In 2008, an off year for pecan production, China bought 53 million pounds, more than they did the previous year. And in 2009, an on-year for pecans but not a particularly big one, they bought 83 million pounds, more than all the pecans the U.S. exported to the rest of the world that year. With so little left in storage from the previous year and with the crop later than usual, the demand pushed the price higher.
“A month before harvest,” says Mr. Stevenson, the Georgia grower, “your email fills up, you get phone calls. One of our best [Chinese] customers called my partner here at 2 a.m. looking for nuts.”
In 2010, the price went higher still. The price of the size of nuts favored by the Chinese-“junior mammoth halves,” defined by USDA standards as 251 to 300 pecan halves to the pound-is now at $6.95 a pound, compared to $3.35 just two years earlier, by Mr. Zedan’s tally.
With the Chinese buying so many nuts, exports to other markets have been crowded out. Some domestic buyers have had trouble getting the sort of nuts they want. One sheller went under last year; its plants were sold to the King Ranch, the big closely held Texas agribusiness that got into the pecan business by acquisition in 2006. Another sheller told customers in November it couldn’t honor its contracts.
At Navarro Pecan, the Texas sheller, Mr. Martin frets that if prices keep rising, Americans will simply make fewer pecan pies. At today’s grocery-store prices a pecan pie takes between $5.50 and $7.50 worth of pecans, depending on the recipe.
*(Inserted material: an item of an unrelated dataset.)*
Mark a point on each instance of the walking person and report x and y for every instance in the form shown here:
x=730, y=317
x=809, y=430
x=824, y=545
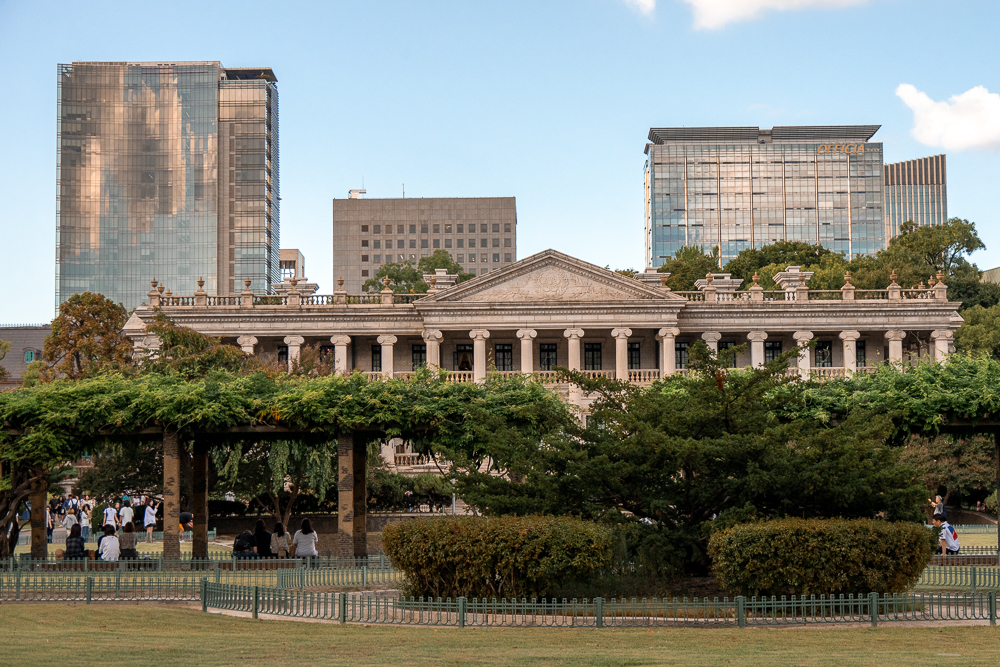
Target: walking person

But he is hardly discouraged. “Adapt or die,” he says. “After four years of being stupid, we look at the Chinese differently-as just another competitor.”
Then he checks his cellphone messages. A Chinese trader has heard that he has a stockpile of pecans and wants to talk.
“It’s the second time he’s called,” Mr. Martin says. Asked if he is planning to return the call, Mr. Martin smiles and says, “Nope. I’m going to wait till the price gets higher.”
-Junting Yolanda Zhang contributed to this article.
Write to David Wessel at capital@wsj.com.
Copyright 2011 Dow Jones & Company, Inc. All Rights Reserved. Reprinted here for educational purposes only. Visit the website at wsj.com.
Questions
1. What percent of the world’s pecans are grown in the U.S.?
2. In addition to the size and quality of pecan crops each year, what has been affecting pecan prices over the last several years? Be specific.
3. Which group associated with the pecan industry has benefitted from China’s recent interest in pecans? Why are they benefitting?
4. Why is China’s interest in pecans negatively impacting the following:
a) pecan shellers
b) bakers and ice cream makers
5. Why is it more difficult for the pecan industry to estimate the size of harvests and for growers to coordinate, than it is for other nut growers? (see para. 18-19)
6. Do you think Chinese interest in purchasing U.S. pecans (or other U.S. foods including soybeans, dairy, rice and fruit juice [from para. 8]) is good or bad for:
a) the pecan industry? Explain your answer.
b) the U.S. economy? Explain your answer.
(Re-read how one pecan sheller is adapting to the Chinese interest in pecans, para. 29-32)
Resources
PECANS: Harvesting and shelling: Machines have been developed to shake nuts from the tree at harvest, and others sweep them off the ground. In shelling plants, nut crackers, conveyer belts, mechanical sorters, laser and infrared inspectors are joined into one machine. These machines bathe nuts in hot water to kill bacteria, crack them, separate meat from shell, segregate intact halves from smaller pieces, skim out tiny worms, roast nuts and then chop and sort pieces by size and color.